DDF apr-may-24 – Desktop

I presently don’t possess a turntable but this has not affected my pursuit of vinyl and I still track it down with the fervour of a teenager. And indeed maybe part of the fixation is a sort of teenage hangover. Long after the posters have fallen off the wall and the tee-shirts have outlived even their retro vintage glam, the records live on, still providing you with all the pleasure and associated memories. Mind you, at the same time, I’m sure that there’s a box of records in most attics whose contents no one will ever own up to, but is still gone through on occasion, with all doors locked, for a private giggle.

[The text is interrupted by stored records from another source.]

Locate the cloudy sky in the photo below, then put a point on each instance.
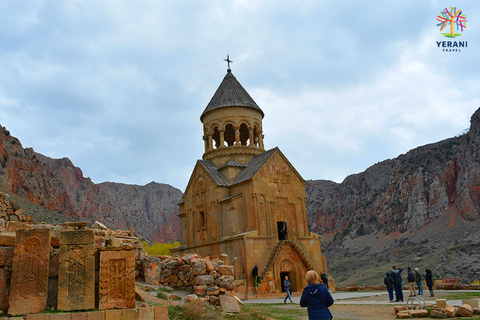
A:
(118, 86)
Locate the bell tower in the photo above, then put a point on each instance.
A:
(232, 124)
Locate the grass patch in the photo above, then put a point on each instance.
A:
(462, 295)
(279, 311)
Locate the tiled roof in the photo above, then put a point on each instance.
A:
(253, 166)
(230, 93)
(232, 163)
(212, 171)
(246, 174)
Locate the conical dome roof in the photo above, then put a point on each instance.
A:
(230, 93)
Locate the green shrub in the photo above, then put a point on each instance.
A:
(161, 249)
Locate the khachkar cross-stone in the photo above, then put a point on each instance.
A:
(280, 180)
(76, 270)
(228, 62)
(117, 279)
(29, 281)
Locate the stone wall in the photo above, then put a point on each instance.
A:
(81, 268)
(209, 277)
(72, 255)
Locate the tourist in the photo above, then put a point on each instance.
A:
(397, 279)
(418, 280)
(388, 281)
(324, 278)
(411, 282)
(429, 280)
(286, 285)
(255, 275)
(283, 231)
(316, 298)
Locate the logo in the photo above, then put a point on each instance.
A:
(452, 18)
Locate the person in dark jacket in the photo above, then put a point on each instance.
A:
(397, 280)
(418, 281)
(388, 281)
(287, 286)
(316, 298)
(324, 278)
(411, 282)
(255, 275)
(429, 280)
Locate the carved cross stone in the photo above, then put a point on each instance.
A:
(280, 179)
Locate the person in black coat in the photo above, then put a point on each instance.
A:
(397, 279)
(388, 281)
(316, 298)
(255, 275)
(429, 280)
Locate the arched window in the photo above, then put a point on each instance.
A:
(216, 137)
(256, 132)
(229, 135)
(244, 135)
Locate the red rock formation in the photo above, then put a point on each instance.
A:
(56, 184)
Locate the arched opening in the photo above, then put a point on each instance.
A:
(229, 135)
(287, 269)
(256, 132)
(216, 137)
(244, 135)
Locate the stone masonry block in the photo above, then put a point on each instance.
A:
(471, 302)
(6, 256)
(60, 316)
(38, 316)
(441, 303)
(96, 315)
(113, 314)
(146, 314)
(161, 312)
(79, 316)
(129, 314)
(29, 282)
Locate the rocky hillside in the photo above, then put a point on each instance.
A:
(394, 205)
(56, 184)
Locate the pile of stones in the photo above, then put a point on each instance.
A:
(210, 277)
(11, 211)
(440, 310)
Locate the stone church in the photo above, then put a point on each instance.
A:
(245, 201)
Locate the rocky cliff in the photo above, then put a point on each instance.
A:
(429, 193)
(56, 184)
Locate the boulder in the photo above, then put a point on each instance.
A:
(465, 310)
(450, 311)
(204, 279)
(441, 303)
(198, 268)
(225, 270)
(229, 304)
(419, 313)
(152, 268)
(200, 290)
(438, 314)
(227, 283)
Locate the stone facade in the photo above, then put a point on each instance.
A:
(31, 258)
(117, 279)
(240, 196)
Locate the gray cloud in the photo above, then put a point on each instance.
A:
(118, 87)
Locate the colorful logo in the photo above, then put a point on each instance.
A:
(452, 18)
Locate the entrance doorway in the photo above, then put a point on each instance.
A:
(282, 230)
(282, 277)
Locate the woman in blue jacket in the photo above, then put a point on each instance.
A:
(316, 298)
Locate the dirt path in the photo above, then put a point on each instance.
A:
(363, 312)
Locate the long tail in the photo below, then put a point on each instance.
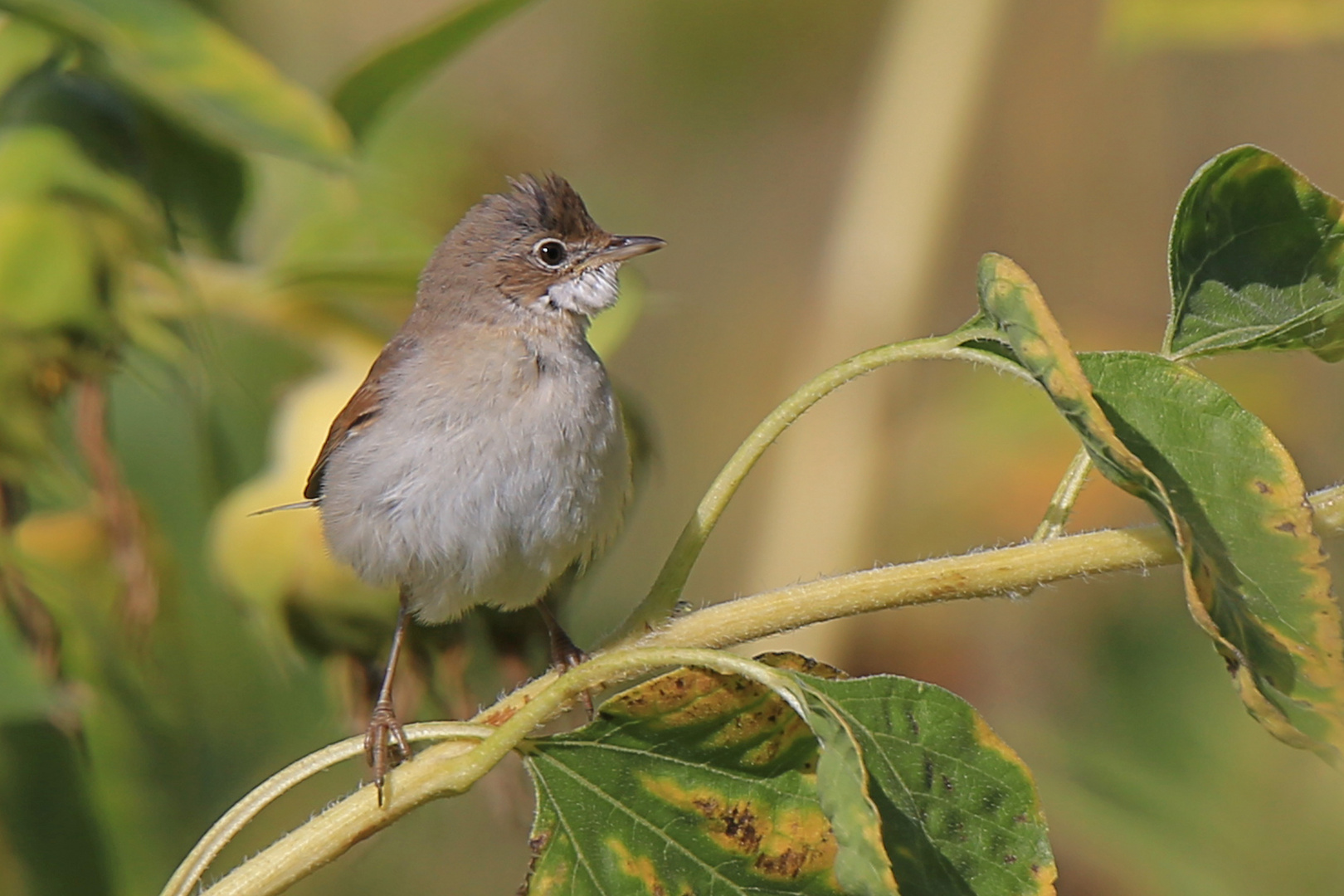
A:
(297, 505)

But of course it was never just the vinyl, the record sleeve is also held in high esteem and sometimes the artwork is loved just as much as the music. A glance at certain sleeves can transport us to other times and places just as readily as the music can. In fact purchases, sometimes admittedly unwisely, can indeed be made on the strength of the artwork alone.

Is this to go? Be thrown on the scrap heap? Be sacrificed in the name of progress? Be cast aside, to make way for a more banal future? Ok, it’s not exactly the end of civilization as we know it but I for one shall mourn its passing, if passing is what’s to happen.

Dublin has a healthy number of specialist independent music stores dealing to a large amount of music crazies. In them you will find everything from the most obscure jazz oddities to whatever the press is mooting as the next big whatever this week, there is enough here to keep us all happily rummaging.